Porumboiu focuses on the "inaction" of policing - the hours in the cold staking out a residential house, writing reports about uneventful days, trying to get busy work colleagues to do background checks.
Bucur plays Cristi as a professional, expressionless figure, only showing a lighter side at home with his wife for example when they get debating on the meanings of a tacky pop song his wife repeatedly listens to on youtube.

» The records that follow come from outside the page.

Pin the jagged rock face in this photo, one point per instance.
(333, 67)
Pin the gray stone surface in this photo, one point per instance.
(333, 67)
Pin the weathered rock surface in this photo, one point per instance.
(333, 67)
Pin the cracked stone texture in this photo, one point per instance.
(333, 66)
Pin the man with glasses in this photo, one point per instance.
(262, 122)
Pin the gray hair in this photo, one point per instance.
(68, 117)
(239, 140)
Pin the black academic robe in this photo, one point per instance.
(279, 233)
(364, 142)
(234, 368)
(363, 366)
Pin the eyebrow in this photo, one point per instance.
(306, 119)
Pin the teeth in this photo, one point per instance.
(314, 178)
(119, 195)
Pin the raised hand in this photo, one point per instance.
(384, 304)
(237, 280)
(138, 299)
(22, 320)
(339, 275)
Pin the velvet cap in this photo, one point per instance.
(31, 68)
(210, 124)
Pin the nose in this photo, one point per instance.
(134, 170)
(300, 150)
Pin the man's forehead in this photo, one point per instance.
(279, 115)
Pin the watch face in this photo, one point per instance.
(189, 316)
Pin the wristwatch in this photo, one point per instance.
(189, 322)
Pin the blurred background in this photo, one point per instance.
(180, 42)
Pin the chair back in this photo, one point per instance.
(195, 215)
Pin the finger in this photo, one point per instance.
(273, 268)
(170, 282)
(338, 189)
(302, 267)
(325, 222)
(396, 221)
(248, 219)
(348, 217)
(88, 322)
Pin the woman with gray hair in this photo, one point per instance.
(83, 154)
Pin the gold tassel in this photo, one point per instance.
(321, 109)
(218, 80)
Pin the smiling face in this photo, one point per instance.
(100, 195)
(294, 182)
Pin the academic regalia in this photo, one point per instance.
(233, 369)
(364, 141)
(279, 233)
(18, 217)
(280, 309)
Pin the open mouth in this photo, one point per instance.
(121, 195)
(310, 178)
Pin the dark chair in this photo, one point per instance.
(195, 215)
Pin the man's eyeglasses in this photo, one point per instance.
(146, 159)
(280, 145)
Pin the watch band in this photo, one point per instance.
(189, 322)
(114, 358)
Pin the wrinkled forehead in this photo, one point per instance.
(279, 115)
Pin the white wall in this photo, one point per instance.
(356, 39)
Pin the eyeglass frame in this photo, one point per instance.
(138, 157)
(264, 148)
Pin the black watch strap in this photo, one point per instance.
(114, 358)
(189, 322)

It says it all that the most dramatic scene involves three men and a dictionary. Cristi refuses to arrest one of the kids as he believes the law will soon be changed to a more lenient position, however the shrewd, no-nonsense Police chief, played with menacing intelligence by Ivanov, uses four simple dictionary definitions "conscience", "moral", "law" and "police" to quietly yet threateningly convince him otherwise.
It's a film with purposefully long takes, and will probably bore many with its focus on the mundane, but it had a twinkle in its eye I really appreciated.
This review of Police, Adjective (2010) was written by Gordon A on 14 Mar 2011.
Police, Adjective has generally received positive reviews.